When a book is compared to Mad Max, Firefly & Dune you go in with pretty high hopes, and thankfully Ten Low surpassed my expectations! It gave everything it promised including morally-grey characters, LGBTQ+ characters, and a place called the Edge where you do not want to go.
This is a Sci-Fi set on a moon at the edge of the universe, where the reach of The Accord barely exists and lawlessness abounds. I loved reading a story about a backwater moon where the rest of the universe is clearly populated, if not entirely cared for. It gives the characters who live there a lot to fight for and not a lot to lose. The race across the landscape means you see farms where crops can’t grow, towns built like prison hulks, and shining fancy transport that is at odds with its surroundings. Somehow Holborn has taken this space-desert moon and filled it with life and with threats.
Ten Low has a small cast of characters. It is entirely told from Ten’s perspective, and while she is a loner she ends up with a constant companion in the General. There are vast swathes of this book where they are the only two characters we see. Their relationship is built on mutual dislike and distrust, but also a need to survive. We get to meet other morally-grey characters along the way. While they help Ten and the General there is always this undercurrent of potential betrayal and relationships formed out of need. There is no one to save and it’s every man for themselves on this moon, so who needs heroes anyway?
Towards the last 50 pages of Ten Low I found myself wondering just how this was going to end. There isn’t an overarching quest to complete and when plans are thwarted I wasn’t sure how it was going to wrap up. After all, no-one needs saving and it’s a fight for survival. I was very pleasantly surprised by the ending, and I actually feel like it wrapped everything up it needed to, while keeping some things open.
At the beginning of the book you don’t know much about Ten or the General, but as they travel together their pasts begin to come out. Essentially they were both involved in a big war. Throughout the book you get to discover what they did, what sides they were on, and why they are where they are now. Everyone was involved in the war so it’s something that binds some people together and pushes others out.
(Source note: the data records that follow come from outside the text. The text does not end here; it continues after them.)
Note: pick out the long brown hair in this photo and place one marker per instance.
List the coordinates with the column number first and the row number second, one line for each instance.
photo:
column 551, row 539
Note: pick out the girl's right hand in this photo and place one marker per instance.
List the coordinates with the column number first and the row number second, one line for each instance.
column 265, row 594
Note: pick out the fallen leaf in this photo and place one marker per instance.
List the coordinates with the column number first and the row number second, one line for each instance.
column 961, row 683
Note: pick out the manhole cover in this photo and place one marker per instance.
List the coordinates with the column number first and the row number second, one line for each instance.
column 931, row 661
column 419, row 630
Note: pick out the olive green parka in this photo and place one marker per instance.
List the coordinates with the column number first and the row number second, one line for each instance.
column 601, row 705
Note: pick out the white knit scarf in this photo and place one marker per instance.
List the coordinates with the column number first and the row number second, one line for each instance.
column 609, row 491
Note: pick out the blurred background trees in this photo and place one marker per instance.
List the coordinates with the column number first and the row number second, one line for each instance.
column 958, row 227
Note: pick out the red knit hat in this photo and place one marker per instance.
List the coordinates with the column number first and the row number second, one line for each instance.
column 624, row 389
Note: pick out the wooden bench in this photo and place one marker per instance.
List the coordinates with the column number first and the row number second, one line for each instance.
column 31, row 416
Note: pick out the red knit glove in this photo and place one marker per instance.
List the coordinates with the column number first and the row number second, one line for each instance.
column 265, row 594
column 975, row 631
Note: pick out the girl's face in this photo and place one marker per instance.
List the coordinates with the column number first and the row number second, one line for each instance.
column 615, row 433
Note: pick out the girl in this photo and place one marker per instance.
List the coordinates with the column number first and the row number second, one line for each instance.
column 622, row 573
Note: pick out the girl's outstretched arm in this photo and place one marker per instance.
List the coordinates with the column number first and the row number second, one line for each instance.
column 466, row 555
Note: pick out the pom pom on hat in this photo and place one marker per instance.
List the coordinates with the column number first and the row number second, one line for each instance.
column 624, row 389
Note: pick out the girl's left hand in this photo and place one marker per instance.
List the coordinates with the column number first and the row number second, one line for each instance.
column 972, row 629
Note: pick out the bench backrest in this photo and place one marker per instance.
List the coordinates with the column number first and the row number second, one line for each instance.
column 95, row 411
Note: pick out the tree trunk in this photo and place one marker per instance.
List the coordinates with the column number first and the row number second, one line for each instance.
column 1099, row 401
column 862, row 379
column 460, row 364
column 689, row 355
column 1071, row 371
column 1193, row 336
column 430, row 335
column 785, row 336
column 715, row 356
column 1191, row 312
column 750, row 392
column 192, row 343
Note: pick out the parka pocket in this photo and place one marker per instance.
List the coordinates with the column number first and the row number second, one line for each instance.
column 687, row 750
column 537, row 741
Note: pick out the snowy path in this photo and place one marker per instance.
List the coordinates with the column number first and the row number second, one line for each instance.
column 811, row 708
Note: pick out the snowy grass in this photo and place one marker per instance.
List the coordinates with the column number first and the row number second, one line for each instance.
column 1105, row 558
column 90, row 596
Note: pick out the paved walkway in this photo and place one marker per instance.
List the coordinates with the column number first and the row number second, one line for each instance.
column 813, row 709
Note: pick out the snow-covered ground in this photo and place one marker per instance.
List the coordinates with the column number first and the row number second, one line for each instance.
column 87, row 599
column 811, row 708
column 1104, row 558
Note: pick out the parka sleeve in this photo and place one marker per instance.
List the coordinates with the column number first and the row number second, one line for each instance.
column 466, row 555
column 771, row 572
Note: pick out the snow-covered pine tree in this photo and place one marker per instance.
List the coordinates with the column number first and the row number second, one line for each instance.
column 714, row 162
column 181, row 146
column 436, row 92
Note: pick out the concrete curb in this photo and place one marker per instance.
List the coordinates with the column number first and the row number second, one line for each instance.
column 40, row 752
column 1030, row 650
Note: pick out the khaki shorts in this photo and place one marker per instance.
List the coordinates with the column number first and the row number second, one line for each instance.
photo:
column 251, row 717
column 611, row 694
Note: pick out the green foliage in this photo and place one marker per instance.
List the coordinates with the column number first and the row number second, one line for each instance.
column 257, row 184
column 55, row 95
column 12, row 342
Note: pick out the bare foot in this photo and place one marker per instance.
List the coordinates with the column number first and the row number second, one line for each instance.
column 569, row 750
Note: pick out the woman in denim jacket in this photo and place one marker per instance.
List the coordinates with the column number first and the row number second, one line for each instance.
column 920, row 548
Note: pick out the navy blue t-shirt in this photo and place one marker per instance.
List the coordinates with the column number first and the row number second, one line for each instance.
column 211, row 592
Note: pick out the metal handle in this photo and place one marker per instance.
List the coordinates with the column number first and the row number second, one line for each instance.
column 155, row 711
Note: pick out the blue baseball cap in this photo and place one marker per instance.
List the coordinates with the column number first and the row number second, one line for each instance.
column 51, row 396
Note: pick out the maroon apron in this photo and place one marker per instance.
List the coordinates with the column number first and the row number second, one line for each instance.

One of my favourite parts of the book took place in the Edge. Essentially the moon is at the edge of the universe because past it is the Void, and it sounds utterly terrifying. The Edge seems almost like it’s a part of the Void. It very much plays on the fear of the unknown and it led to some of the most engaging scenes in the entire book for me. There is also a faction called the Seekers who I think are my favourite group, not because they’re good, but because they are mysterious and everyone is afraid of them.
A big theme of this book is fear of the unknown and the role that fate plays in out lives. Ten is haunted by ‘them’, or ‘the Ifs’. Mysterious forces who prey on confusion and muddled thoughts. I don’t want to delve too deep into ‘the Ifs’, but they add a sense of inevitability to the story.
Ten Low is an action-packed adventure, filled with morally-grey characters and mysteries that is utterly unputdownable.